I discovered that Turkey’s national flower is a Tulip while researching an Origami fold. Tulips, native to Central Asia and Turkey, were brought to Holland in the 16th century. The tulip features prominently in both Cini and Ebru work. You can find the stylized form of tulips in Turkish tiles, ceramics, carpets and marbled papers.
For the Cini workshop, the instructor provided templates with traditional designs for the students to use.
I selected the “Sultan’s Caftan” template and traced the design on thin paper. Then, using carbon paper, I copied it to a ceramic plate. Next, I painted a black outline around the tracing and proceeded to color the design. It was quite difficult but lots of fun.

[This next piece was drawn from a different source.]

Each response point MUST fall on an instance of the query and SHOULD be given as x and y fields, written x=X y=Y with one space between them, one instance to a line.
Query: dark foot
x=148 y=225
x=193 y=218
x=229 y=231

The Ebru workshop involved adding paint to a pan of oily water and manipulating the colors which can produce a gorgeous marbled design when paper is laid on top of the water.
Pans were already set up for the students so we could add the paint, swirling in the water then laying the paper on the water and pulling it from the pan. This resulted in lovely papers – some with the tulip flower design.